There exists little independent record of these people, and it is somewhat unclear to whom Herodotus was referring. He describes them as forming part of the 14th province of the Persian empire, sharing this province with other peoples named Sagartians, Sarangians, Thamanaeans, Mycians, and the unnamed inhabitants of the islands of the Erythraean Sea.

Herodotus also describes them as serving in the army of Xerxes I, under the command of Arsamenes, son of Darius the Great, during the Second Persian invasion of Greece in 481 BCE.

On the Behistun Inscription of Darius the Great, a land in Southern Persis called "Vautiya" or "Yautiya" is described. Some scholars have suggested that might be the same as the homeland of the people Herodotus called "Utians".
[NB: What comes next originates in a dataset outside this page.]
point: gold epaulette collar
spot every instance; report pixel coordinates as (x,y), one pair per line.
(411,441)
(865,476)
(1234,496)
A man named Vahyazdāta, residing in a city called Tārvā in a region named Yautiyā in Persia, rose up for a second time in Persia. He told the people: "I am Bardiya, the son of Cyrus." After that, the Persian army at the palace, which had previously come from Anshan, disobeyed me and turned to Vahyazdāta. He became king in Persia.
— Darius the King, Behistun Inscription, 2nd Column, Clause 5

The Utians are generally believed to have ranged over southern Carmania near its border with Gedrosia. Other scholars, notably Josef Markwart, have proposed that Herodotus was confusing his references, and was actually talking about a group of Armenian people from Utik, the Vitii, possibly the ancestors of the Udi people. Still other scholars, such as Amélie Kuhrt, have proposed the Utians are identical to the Uxii.